When it comes to the medical treatment of heart failure patients, it's the clinicians — such as heart failure specialists, like consultant cardiologists, heart failure nurses and GPs — who know best. However, “it is the individual heart failure patients who know their condition, says Nick Hartshorne-Evans, – “they can tell you what having the condition is really like”, which is why it's so important that their voices are heard and listened to by bodies such as the NHS, NICE, the new Sustainability and Transformation Partnerships (STPs), Clinical Commissioning Groups (CCGs) and Academia.

 

Using patient insight

 

Hartshorne-Evans — a heart failure patient himself — is the CEO and founder of the Pumping Marvellous Foundation, a UK, patient-led heart failure charity. Hartshorne-Evans also sits on the NICE Chronic Heart Failure Guidelines Committee. “The patient has a unique perspective,” he says. “They are driven by need and unconcerned with cost. They add real value to the conversation around heart failure because they have insights about the patient experience and solutions to discuss. The knowledge within the patient population is generally untapped. Bear in mind that the heart failure patient population is huge: roughly 900,000 people are affected by the condition. That's a massive bank of knowledge from individuals from all walks of life that can be a powerful resource for the NHS.”

For example, Hartshorne-Evans, recently polled the online heart failure patient community to ask how they would like to receive information about their condition: digitally or in print? (Print is still favourite but online they could explore their condition further). Other patient insights might include concerns about medication, worries about life expectancy, employment concerns and general day-to-day living; life with heart failure is very uncertain.

How individuals felt when they were given their diagnosis by their healthcare professional is a very prominent concern. How would you feel having been told: ‘You have Heart Failure’? “We've asked patients about their reactions to this news, because a medical professional's tone at diagnosis is so important,” says Hartshorne-Evans. “It's useful to hear from those who've experienced it, and to understand what they feel that tone should be. Some may want to be told ‘how it is’, others require a different, more rounded approach.” Doctors need to decipher how to tailor their communications style. If this kind of insight is taken on board by doctors, it will ultimately help other patients.

 

Patients should talk to each other

 

It can also help if patients talk to each other. Social media platforms have an advantage over face-to-face meetings because, in moderated, well-managed, closed community groups, people can dip in and out of conversations. They can find answers when they need to get instant feedback, rather than having to wait for an appointment. “In one group we run, someone commented: “I've been a member of this group for two years, haven't posted anything but watched and learnt how to manage my heart failure.
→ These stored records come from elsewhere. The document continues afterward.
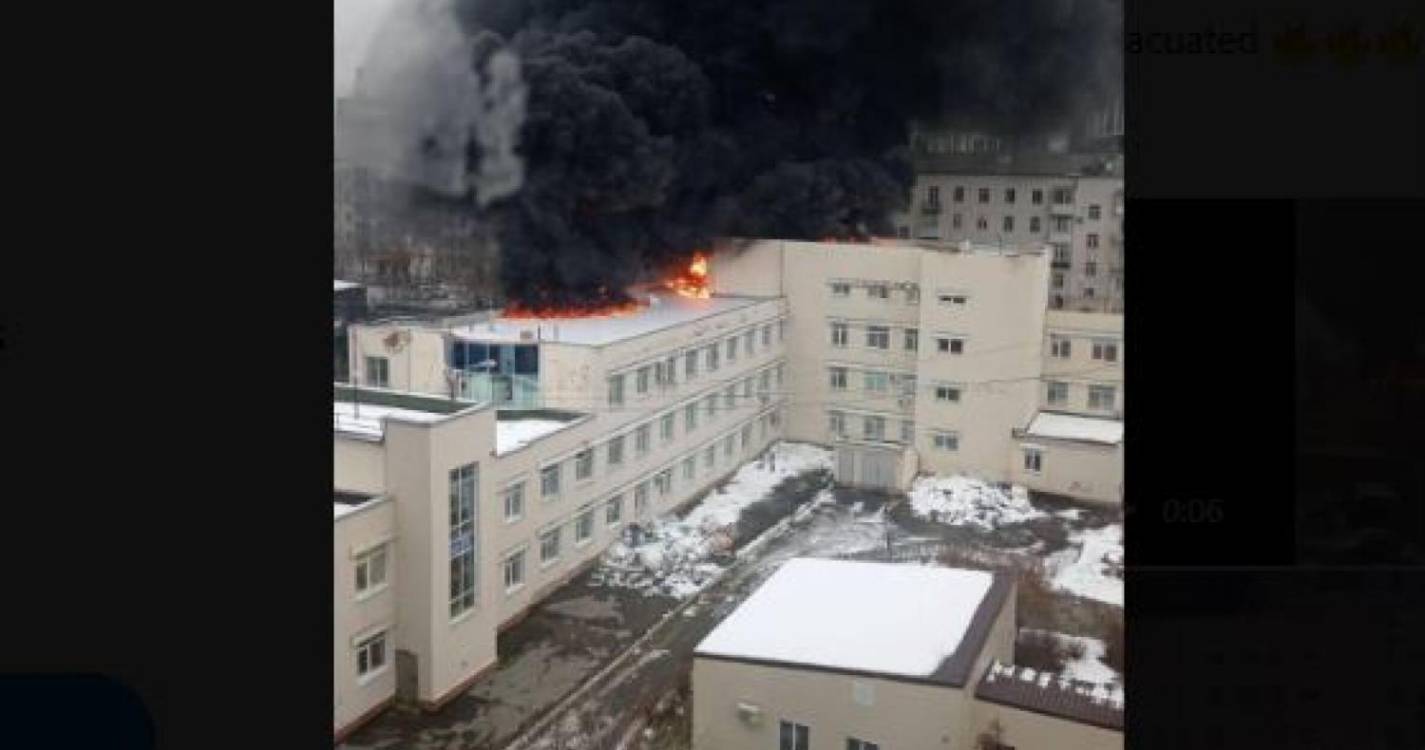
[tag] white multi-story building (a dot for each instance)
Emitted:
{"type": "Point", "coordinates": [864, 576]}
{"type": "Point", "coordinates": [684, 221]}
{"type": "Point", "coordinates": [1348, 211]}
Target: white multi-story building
{"type": "Point", "coordinates": [485, 461]}
{"type": "Point", "coordinates": [1049, 198]}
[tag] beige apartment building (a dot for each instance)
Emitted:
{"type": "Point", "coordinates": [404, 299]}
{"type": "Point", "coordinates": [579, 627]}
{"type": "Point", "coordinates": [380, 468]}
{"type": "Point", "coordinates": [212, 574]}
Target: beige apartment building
{"type": "Point", "coordinates": [492, 504]}
{"type": "Point", "coordinates": [919, 662]}
{"type": "Point", "coordinates": [1030, 201]}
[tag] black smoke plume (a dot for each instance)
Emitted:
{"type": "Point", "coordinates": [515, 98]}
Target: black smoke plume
{"type": "Point", "coordinates": [653, 127]}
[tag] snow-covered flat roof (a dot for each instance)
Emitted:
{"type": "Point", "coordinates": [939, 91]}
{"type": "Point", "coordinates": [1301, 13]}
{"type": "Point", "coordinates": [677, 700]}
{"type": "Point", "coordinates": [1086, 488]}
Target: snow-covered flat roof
{"type": "Point", "coordinates": [1076, 428]}
{"type": "Point", "coordinates": [368, 419]}
{"type": "Point", "coordinates": [515, 434]}
{"type": "Point", "coordinates": [663, 311]}
{"type": "Point", "coordinates": [859, 616]}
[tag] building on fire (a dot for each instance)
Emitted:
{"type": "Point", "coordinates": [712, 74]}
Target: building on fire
{"type": "Point", "coordinates": [482, 461]}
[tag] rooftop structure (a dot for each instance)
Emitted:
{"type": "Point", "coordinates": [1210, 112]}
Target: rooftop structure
{"type": "Point", "coordinates": [907, 622]}
{"type": "Point", "coordinates": [660, 312]}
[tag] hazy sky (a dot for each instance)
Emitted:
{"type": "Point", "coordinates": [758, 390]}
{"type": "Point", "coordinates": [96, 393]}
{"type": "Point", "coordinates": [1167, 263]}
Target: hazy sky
{"type": "Point", "coordinates": [354, 24]}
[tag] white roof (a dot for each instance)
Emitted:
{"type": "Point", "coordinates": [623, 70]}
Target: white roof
{"type": "Point", "coordinates": [878, 618]}
{"type": "Point", "coordinates": [515, 434]}
{"type": "Point", "coordinates": [664, 311]}
{"type": "Point", "coordinates": [1076, 428]}
{"type": "Point", "coordinates": [366, 419]}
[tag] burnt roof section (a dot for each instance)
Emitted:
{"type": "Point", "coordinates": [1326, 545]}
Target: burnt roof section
{"type": "Point", "coordinates": [954, 670]}
{"type": "Point", "coordinates": [1050, 695]}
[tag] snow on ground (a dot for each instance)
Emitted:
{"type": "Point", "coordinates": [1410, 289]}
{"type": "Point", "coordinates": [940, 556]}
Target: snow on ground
{"type": "Point", "coordinates": [1087, 668]}
{"type": "Point", "coordinates": [515, 434]}
{"type": "Point", "coordinates": [1093, 569]}
{"type": "Point", "coordinates": [959, 501]}
{"type": "Point", "coordinates": [671, 556]}
{"type": "Point", "coordinates": [800, 615]}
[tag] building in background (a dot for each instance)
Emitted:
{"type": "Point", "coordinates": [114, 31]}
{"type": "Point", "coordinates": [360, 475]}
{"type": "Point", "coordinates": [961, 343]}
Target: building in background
{"type": "Point", "coordinates": [921, 660]}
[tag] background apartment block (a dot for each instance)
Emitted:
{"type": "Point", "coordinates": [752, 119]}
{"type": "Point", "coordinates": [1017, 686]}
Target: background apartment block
{"type": "Point", "coordinates": [499, 501]}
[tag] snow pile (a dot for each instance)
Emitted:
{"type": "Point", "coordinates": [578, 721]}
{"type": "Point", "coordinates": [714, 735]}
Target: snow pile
{"type": "Point", "coordinates": [1087, 668]}
{"type": "Point", "coordinates": [1095, 569]}
{"type": "Point", "coordinates": [964, 501]}
{"type": "Point", "coordinates": [671, 556]}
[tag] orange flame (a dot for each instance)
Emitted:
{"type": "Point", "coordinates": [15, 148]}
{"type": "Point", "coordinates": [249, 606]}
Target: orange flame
{"type": "Point", "coordinates": [694, 280]}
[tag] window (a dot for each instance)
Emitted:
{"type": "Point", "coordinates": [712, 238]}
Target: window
{"type": "Point", "coordinates": [1059, 347]}
{"type": "Point", "coordinates": [549, 546]}
{"type": "Point", "coordinates": [794, 737]}
{"type": "Point", "coordinates": [515, 502]}
{"type": "Point", "coordinates": [378, 371]}
{"type": "Point", "coordinates": [666, 427]}
{"type": "Point", "coordinates": [613, 511]}
{"type": "Point", "coordinates": [463, 489]}
{"type": "Point", "coordinates": [549, 481]}
{"type": "Point", "coordinates": [371, 569]}
{"type": "Point", "coordinates": [371, 655]}
{"type": "Point", "coordinates": [948, 392]}
{"type": "Point", "coordinates": [515, 571]}
{"type": "Point", "coordinates": [1106, 350]}
{"type": "Point", "coordinates": [954, 300]}
{"type": "Point", "coordinates": [584, 528]}
{"type": "Point", "coordinates": [874, 428]}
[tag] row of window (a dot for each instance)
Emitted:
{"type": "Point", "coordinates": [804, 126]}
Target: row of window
{"type": "Point", "coordinates": [793, 736]}
{"type": "Point", "coordinates": [1102, 398]}
{"type": "Point", "coordinates": [1036, 197]}
{"type": "Point", "coordinates": [660, 485]}
{"type": "Point", "coordinates": [663, 374]}
{"type": "Point", "coordinates": [1102, 350]}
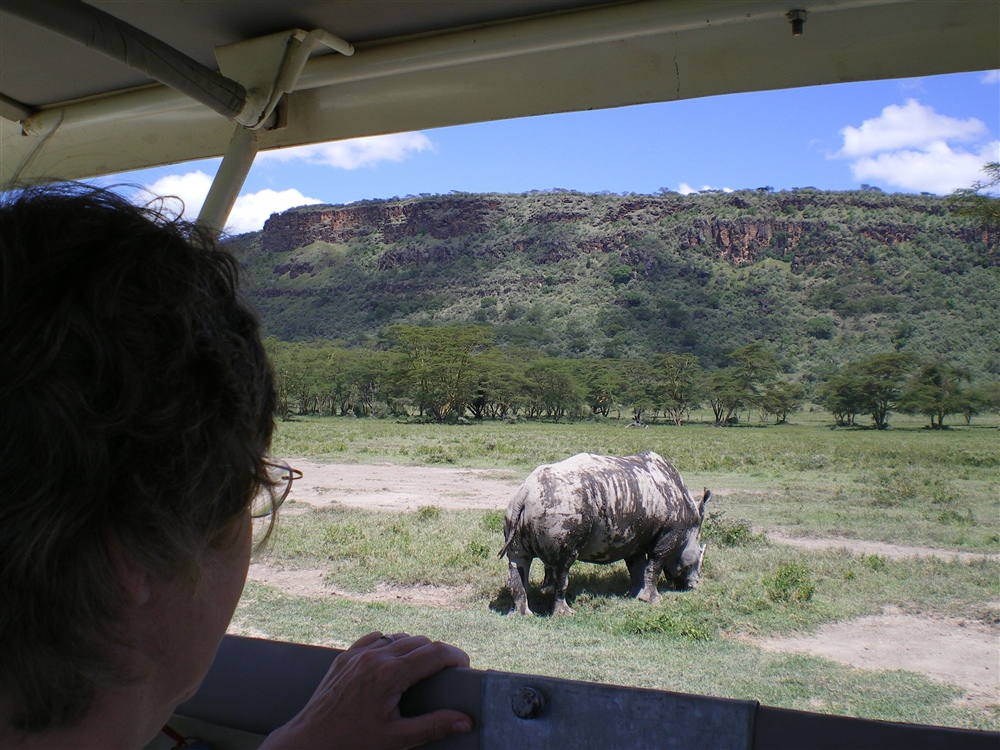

But I now have a question. Can anyone help?” This individual had been reading about other people's heart failure experiences without active interaction, but when they had an issue themselves they felt able to speak up about it. That demonstrates the power of peer led online forums.”

 

How patients can use social media

 

These days, many people are looking to manage their health differently, says Hartshorne-Evans. Technology enables patients to access information very quickly. Many want as much information at their fingertips as quickly possible about their condition before they see their healthcare professional. They like asking questions on social media platforms because peer to peer feedback can help them make informed decisions. “They might say: 'I'm going to see my cardiologist tomorrow. What kind of questions should I ask?' Well-managed on-line communities are also beneficial from a clinician's point of view, because patients will be equipped with more knowledge about the choices they are able to make. They'll then begin to develop a mutually beneficial doctor-patient relationship, which is very important when you are managing a chronic condition like heart failure. Ultimately, this will lead to better outcomes for the patient.”

 

More knowledge reduces cost

 

There's another advantage from the clinicians' side: figures from the British Heart Foundation published in 2015, show that heart failure accounts for two per cent of the total NHS budget, with 70 per cent of these costs due to hospitalisation. A typical cost per hospital admission episode for heart failure amounts to £3,796, while five per cent of all emergency admissions are due to the condition.

Yet, if a patient can self-manage their condition more effectively by using the peer-to-peer network, they may not have to make unnecessary trips to A&E or hospital, says Hartshorne-Evans. “You can have a better quality of life with heart failure if you know how to self-manage and you know when and where to interact with the NHS. Greater knowledge can help you feel more in control, however, this is not a replacement for well-managed clinical care, but it compliments it well.”